What is it about Pausch's parting words that has proved so affecting for so many people? Most of his hour and fifteen minute lecture is spent describing his childhood dreams, how he achieved and didn't achieve them, and the lessons he learned along the way. Pausch's dreams were both ambitious and relatable. He cites goals such as experiencing zero gravity, playing in the NFL, working as an Imagineer with Disney, and becoming "one of the guys who won the big stuffed animals in the amusement park." He even finds the strength to laugh in the face of his own death, deadpanning that he has experienced a "deathbed conversion" and then offering the punchline, "I just bought a Macintosh."

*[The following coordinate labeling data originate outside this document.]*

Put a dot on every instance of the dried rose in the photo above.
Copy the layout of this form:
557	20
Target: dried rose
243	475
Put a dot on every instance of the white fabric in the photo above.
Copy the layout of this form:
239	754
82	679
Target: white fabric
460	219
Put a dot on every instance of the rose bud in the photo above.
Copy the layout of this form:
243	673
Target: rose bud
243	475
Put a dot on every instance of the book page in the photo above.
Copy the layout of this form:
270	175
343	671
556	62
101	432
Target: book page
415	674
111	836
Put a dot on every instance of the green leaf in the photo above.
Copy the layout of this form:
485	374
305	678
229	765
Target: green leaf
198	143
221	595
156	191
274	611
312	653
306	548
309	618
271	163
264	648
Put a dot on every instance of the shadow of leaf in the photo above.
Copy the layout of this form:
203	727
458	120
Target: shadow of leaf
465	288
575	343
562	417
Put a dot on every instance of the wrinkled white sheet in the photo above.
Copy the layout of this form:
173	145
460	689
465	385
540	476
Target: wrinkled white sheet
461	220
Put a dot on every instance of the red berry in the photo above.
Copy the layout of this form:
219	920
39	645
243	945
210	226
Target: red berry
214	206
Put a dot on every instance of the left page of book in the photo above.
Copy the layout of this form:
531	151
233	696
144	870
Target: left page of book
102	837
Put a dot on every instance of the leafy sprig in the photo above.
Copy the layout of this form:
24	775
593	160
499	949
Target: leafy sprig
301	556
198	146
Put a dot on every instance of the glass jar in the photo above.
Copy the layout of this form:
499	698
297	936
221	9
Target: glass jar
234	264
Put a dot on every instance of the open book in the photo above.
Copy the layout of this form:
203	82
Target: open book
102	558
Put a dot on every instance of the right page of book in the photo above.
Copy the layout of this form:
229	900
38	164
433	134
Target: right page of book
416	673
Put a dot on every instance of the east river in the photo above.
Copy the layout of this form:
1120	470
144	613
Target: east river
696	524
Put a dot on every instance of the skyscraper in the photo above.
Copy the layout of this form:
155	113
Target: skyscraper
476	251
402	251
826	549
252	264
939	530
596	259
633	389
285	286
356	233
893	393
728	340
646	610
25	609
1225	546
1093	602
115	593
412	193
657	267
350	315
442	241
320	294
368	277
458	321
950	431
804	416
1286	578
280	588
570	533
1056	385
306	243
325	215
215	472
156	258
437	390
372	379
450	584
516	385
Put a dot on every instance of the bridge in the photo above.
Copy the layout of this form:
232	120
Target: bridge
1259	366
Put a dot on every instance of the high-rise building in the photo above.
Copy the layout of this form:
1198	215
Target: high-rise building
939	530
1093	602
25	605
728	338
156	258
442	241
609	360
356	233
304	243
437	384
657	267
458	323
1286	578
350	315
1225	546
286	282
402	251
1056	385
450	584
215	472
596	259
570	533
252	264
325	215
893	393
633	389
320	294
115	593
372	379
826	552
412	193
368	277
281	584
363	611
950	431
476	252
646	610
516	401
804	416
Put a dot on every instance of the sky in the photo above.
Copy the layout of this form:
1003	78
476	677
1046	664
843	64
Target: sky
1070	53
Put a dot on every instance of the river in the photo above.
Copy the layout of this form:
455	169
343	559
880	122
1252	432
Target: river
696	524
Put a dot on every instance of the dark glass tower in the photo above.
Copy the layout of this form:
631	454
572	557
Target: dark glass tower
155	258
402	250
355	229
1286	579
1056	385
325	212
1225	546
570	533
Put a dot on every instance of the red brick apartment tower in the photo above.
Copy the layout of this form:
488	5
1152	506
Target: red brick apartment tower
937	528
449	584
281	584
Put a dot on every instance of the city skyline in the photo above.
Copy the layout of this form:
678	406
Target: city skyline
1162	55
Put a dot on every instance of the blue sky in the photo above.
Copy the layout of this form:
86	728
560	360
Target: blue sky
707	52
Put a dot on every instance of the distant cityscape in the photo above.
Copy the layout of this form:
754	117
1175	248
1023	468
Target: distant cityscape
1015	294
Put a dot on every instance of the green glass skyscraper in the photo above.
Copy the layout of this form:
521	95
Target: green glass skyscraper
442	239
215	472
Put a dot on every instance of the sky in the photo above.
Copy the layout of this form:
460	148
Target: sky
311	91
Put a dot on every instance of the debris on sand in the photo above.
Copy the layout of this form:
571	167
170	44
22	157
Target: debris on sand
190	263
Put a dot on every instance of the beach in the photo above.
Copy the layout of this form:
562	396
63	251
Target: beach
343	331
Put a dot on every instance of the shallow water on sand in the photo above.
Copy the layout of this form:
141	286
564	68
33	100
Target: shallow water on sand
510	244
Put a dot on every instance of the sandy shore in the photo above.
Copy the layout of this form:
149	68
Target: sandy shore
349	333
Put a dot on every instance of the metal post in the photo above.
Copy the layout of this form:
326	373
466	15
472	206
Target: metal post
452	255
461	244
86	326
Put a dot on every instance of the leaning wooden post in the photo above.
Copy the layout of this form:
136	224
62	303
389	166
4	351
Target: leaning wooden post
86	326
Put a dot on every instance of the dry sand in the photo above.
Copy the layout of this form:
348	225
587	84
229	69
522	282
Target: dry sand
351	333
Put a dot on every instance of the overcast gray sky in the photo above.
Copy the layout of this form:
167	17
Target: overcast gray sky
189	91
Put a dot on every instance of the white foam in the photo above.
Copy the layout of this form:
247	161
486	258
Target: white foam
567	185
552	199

Along the way Pausch offers a handful of easy-to-digest truisms such as "we cannot change the cards we are dealt, just how we play the hand," and he declares early on that he's not going to address spirituality and religion. He upholds that promise, although he does make a biblical reference around midway through. "I, like Moses, get to see the promised land," he says. "But I won't get to set foot in it. And that's okay, because I can see it, and the vision is clear." He makes this allusion in regard to what he sees as his legacy in computer science, but it's a concept that anyone from a computer programmer to a bean farmer can wrap their head around. The questions he poses are quietly implied: What will your legacy be? Will you leave the world a better place? Will your vision be clear enough that, even if you don't make it to the promised land, you'll know peace at the end?

It is, for the most part, a personal lecture, not given by a prophet or a saint, but instead by a regular guy–and this is what seems to make it resonate so deeply. Sure, he was bright and successful, but he could easily have been your friend, your neighbor, or your professor. Work to achieve your dreams, he urges, and do what you can to help others achieve theirs along the way. Do it because it's fun, do it even though it's hard, and do it until the day that you die. Served with a mix of confidence and modesty, and peppered with both tough love and encouragement, Pausch wraps up with a list of principles that most of us mean to practice more often than we do. Show gratitude and work hard, he reminds us. Find the best in everybody, he instructs. Be prepared, he advises, because luck is truly where preparation meets opportunity.

And finally, "It’s not about how to achieve your dreams. It’s about how to lead your life. If you lead your life the right way, the karma will take care of itself. The dreams will come to you."

In the end, Pausch admits that the lecture actually wasn't prepared for us at all. Instead, it was "old school advice" that he humbly put together for the three children he was leaving behind. We internet masses were just the accidental recipients of a dying man's final offering to his young family.